The Stand

Nick wrote and offered the open pad to both of them.

We all do was written there.

Stu was on his way up to the power station the next morning when he saw Susan and Dayna headed down Canyon Boulevard on a pair of cycles. He waved and they pulled over. He thought he had never seen Dayna looking prettier. Her hair was tied behind her with a bright green silk scarf, and she was wearing a rawhide coat open over jeans and a chambray shirt. A bedroll was strapped on behind her.

"Stuart!" she cried, and waved to him, smiling.

Lesbian? he thought doubtfully.

"I understand you're off on a little trip," he said.

"For sure. And you never saw me."

"Nope," Stu said. "Never did. Smoke?"

Dayna took a Marlboro and cupped her hands over his match.

"You be careful, girl."

"I will."

"And get back."

"I hope to."

They looked at each other in the bright late-summer morning.

"You take care of Frannie, big fella."

"I will."

"And go easy on the marshaling."

"That I know I can do."

She cast the cigarette away. "What do you say, Suze?"

Susan nodded and put her bike in gear, smiling a strained smile.

"Dayna?"

She looked at him, and Stu planted a soft kiss on her mouth.

"Good luck."

She smiled. "You have to do it twice for really good luck. Didn't you know that?"

He kissed her again, more slowly and thoroughly this time. Lesbian? he wondered again.

"Frannie's a lucky woman," Dayna said. "And you can quote me."

Smiling, not really knowing what to say, Stu stepped back and said nothing at all. Two blocks up, one of the lumbering orange Burial Committee trucks rumbled through the intersection like an omen and the moment was broken.

"Let's go, kid," Dayna said. "Get-em-up-Scout."

They drove off, and Stu stood on the curbing and watched them.

Sue Stern was back two days later. She had watched Dayna moving west from Colorado Springs, she said, had watched her until she was nothing but a speck that merged with the great still landscape. Then she had cried a little. The first night Sue had made camp at Monument, and had awakened in the small hours, chilled by a low whining sound that seemed to be coming from a culvert that traveled beneath the farm road she had camped by.

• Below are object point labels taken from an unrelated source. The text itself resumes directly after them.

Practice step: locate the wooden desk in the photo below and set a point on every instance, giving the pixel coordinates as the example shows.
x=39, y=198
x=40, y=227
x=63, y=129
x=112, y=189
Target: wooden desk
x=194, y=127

Finally summoning up her courage, she had shined her flash into the corrugated pipe and had discovered a gaunt and shivering puppy. It looked to be about six months old. It shied from her touch and she was too big to crawl into the pipe. At last she had gone into the town of Monument, smashed her way into the local grocery, and had come back in the first cold light of false dawn with a knapsack full of Alpo and Cycle One. That did the trick. The puppy rode back with her, neatly tucked into one of the BSA saddlebags.

Dick Ellis went into raptures over the puppy. It was an Irish setter bitch, either purebred or so close as to make no difference. When she got older, he was sure Kojak would be glad to make her acquaintance. The news swept the Free Zone, and for that day the subject of Mother Abagail was forgotten in the excitement over the canine Adam and Eve. Susan Stern became something of a heroine, and as far as any of the committee ever knew, no one even thought to wonder what she had been doing in Monument that night, far south of Boulder.

But it was the morning the two of them left Boulder that Stu remembered, watching them ride off toward the Denver-Boulder Turnpike. Because no one in the Zone ever saw Dayna Jurgens again.

August 27; nearly dusk; Venus shining against the sky.

Nick, Ralph, Larry, and Stu sat on the steps of Tom Cullen's house. Tom was on the lawn, whooping and knocking croquet balls through a set of wickets.

It's time, Nick wrote.

Speaking low, Stu asked if they would have to hypnotize him again, and Nick shook his head.

"Good," Ralph said. "I don't think I could take that action." Raising his voice, he called: "Tom! Hey, Tommy! Come on over here!"

Tom came running over, grinning.

"Tommy, it's time to go," Ralph said.

Tom's smile faltered. For the first time he seemed to notice that it was getting dark.

"Go? Now? Laws, no! When it gets dark, Tom goes to bed. M-O-O-N, that spells bed. Tom doesn't like to be out after dark. Because of the boogies. Tom... Tom..."

He fell silent, and the others looked at him uneasily. Tom had lapsed into dull silence. He came out of it... but not in the usual way. It was not a sudden reanimation, life flooding back in a rush, but a slow thing, reluctant, almost sad.

"Go west?" he said. "Do you mean it's that time?"

Stu laid a hand on his shoulder. "Yes, Tom. If you can."

"On the road."

Ralph made a choked, muttering sound and walked around the house. Tom did not seem to notice. His gaze alternated between Stu and Nick.

"Travel at night. Sleep in the day." Very slowly, in the dusk, Tom added: "And see the elephant."

Nick nodded.

Larry brought Tom's pack up from where it had rested beside the steps. Tom put it on slowly, dreamily.

"You want to be careful, Tom," Larry said thickly.